The Consumer Financial Protection Bureau (CFPB), Federal Trade Commission (FTC), and North Carolina Department of Justice filed an amicus brief today with the U.S. Court of Appeals for the Fourth Circuit to urge the Court to overturn a problematic District Court decision that would undermine the Fair Credit Reporting Act (FCRA) by granting immunity to consumer reporting agencies under Section 230 of the Communications Decency Act. The case is Henderson v. The Source for Public Data, L.P.
Reporting has extensively documented how e-commerce marketplaces have become havens for counterfeit and unsafe goods, and that some platforms wipe their hands of responsibility by claiming Section 230 immunizes them from liability.1 The argument is not only wrong as a matter of law, but it also forces honest businesses, especially local brick-and-mortar stores, to compete with platforms operating under a different set of rules.
However, the risk of tech companies claiming sweeping immunity under Section 230 goes beyond e-commerce platforms. The facts in Henderson demonstrate that companies are similarly trying to use Section 230 to gain immunity from traditional banking and finance laws. We are concerned that if tech companies circumvent consumer and banking laws, using Section 230 and other tactics, it will give a free pass to some, undermining fair competition.
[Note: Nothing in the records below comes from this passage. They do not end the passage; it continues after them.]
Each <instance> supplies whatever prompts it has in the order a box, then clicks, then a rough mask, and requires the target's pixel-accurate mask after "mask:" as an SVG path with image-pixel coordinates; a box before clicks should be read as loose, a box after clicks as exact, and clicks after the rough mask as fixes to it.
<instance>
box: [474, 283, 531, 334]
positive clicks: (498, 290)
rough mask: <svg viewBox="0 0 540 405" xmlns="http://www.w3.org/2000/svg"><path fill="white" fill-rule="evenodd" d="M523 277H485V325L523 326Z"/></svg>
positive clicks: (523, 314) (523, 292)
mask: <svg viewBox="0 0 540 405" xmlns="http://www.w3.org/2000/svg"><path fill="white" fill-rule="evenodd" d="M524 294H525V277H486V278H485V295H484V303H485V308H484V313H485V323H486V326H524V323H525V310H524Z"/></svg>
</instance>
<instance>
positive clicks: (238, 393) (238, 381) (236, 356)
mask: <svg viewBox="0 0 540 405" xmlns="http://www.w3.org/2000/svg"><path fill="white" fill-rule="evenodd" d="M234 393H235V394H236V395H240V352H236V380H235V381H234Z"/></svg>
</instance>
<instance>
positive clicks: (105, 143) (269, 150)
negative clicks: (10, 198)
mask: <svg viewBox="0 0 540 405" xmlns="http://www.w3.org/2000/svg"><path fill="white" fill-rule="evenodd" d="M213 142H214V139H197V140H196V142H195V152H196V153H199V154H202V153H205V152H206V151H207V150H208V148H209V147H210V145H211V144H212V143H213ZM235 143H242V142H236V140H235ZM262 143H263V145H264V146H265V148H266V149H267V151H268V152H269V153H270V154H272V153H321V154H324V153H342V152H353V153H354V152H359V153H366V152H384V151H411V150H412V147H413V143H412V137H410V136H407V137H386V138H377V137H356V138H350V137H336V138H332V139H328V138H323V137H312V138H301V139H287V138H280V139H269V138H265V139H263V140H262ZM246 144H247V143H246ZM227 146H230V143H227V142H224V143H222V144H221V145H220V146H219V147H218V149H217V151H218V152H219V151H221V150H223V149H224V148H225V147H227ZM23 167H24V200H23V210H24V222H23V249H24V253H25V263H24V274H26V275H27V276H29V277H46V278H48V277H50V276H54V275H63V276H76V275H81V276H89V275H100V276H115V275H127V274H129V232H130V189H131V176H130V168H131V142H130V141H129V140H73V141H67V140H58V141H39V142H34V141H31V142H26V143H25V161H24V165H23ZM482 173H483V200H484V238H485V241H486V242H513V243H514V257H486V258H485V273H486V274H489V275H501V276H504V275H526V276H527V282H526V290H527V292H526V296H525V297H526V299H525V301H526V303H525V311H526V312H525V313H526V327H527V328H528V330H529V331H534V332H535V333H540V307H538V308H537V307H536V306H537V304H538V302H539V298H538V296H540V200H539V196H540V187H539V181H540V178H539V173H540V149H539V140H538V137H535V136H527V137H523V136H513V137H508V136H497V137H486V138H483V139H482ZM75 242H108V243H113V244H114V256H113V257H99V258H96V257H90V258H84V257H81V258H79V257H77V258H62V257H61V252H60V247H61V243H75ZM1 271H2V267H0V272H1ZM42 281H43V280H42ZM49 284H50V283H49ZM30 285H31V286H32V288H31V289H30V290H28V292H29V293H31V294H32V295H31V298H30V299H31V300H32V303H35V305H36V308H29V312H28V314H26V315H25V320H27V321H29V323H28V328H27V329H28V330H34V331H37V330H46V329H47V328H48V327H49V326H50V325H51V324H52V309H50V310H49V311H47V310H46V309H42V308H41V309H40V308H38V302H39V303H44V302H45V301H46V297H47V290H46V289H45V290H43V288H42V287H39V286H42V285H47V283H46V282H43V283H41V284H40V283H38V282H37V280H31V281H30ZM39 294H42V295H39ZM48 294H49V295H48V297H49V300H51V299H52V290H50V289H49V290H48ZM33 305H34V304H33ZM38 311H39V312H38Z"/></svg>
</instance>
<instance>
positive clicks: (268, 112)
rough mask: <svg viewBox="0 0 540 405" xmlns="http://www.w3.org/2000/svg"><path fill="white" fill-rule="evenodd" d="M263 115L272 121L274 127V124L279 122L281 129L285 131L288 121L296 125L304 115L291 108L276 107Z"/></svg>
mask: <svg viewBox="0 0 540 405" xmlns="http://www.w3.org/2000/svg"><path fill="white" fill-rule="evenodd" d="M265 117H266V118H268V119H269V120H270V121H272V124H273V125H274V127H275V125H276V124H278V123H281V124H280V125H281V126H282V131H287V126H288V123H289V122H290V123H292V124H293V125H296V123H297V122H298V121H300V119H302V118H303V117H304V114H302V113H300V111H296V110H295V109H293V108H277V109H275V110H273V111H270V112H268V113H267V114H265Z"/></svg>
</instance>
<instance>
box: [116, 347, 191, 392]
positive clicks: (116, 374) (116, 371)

President Nixon signed the Fair Credit Reporting Act into law in 1970. The law arose from the legitimate fear that computer technology would result in “a nationwide data bank covering every citizen.”2 The statute has a number of important accuracy, dispute process, and anti-surveillance protections that are intended “to prevent consumers from being unjustly damaged because of inaccurate or arbitrary information,” and “to prevent an undue invasion of the individual’s right of privacy.”3
Henderson involves a background check company that obtains and assembles publicly available information including criminal records into background check reports that it sells to employers and others. Companies like these have long been considered consumer reporting agencies governed by the FCRA, and the fact that a company offers its products through a website or delivers data online does not change that. But the Defendant in Henderson successfully argued, at the District Court level, that it was an “interactive computer service” and that because inaccuracies in its consumer reports originated with state agencies and courthouses, it should be immune from all liability under the FCRA, including the provisions that only apply to consumer reporting agencies.
Lawyers at the CFPB, FTC, and NC DOJ have expertly rebutted these arguments in the amicus brief filed in court today. The brief is worth reading in full, but it is worth noting that the Defendant is trying to use Section 230 in a manner that is much broader than the typical understanding of that statute. Typically, Section 230 is used to immunize interactive computer services for illegal and tortious conduct of others who use the platform. But this case is different. The Plaintiff is not trying to hold the Defendant liable for the FCRA violations of someone using its platform. To the contrary, the FCRA provisions at issue in this case exclusively apply to consumer reporting agencies just like the Defendant. This case highlights a dangerous argument that could be used by market participants to sidestep laws expressly designed to cover them. Across the economy such a perspective would lead to a cascade of harmful consequences.
As tech companies expand into a range of markets, they will need to follow the same laws that apply to other market participants. The CFPB and FTC will be closely scrutinizing tech companies’ efforts to use Section 230 to sidestep applicable laws and will seek to ensure that this legal shield is not being used or abused to gain an undue competitive advantage over law-abiding businesses.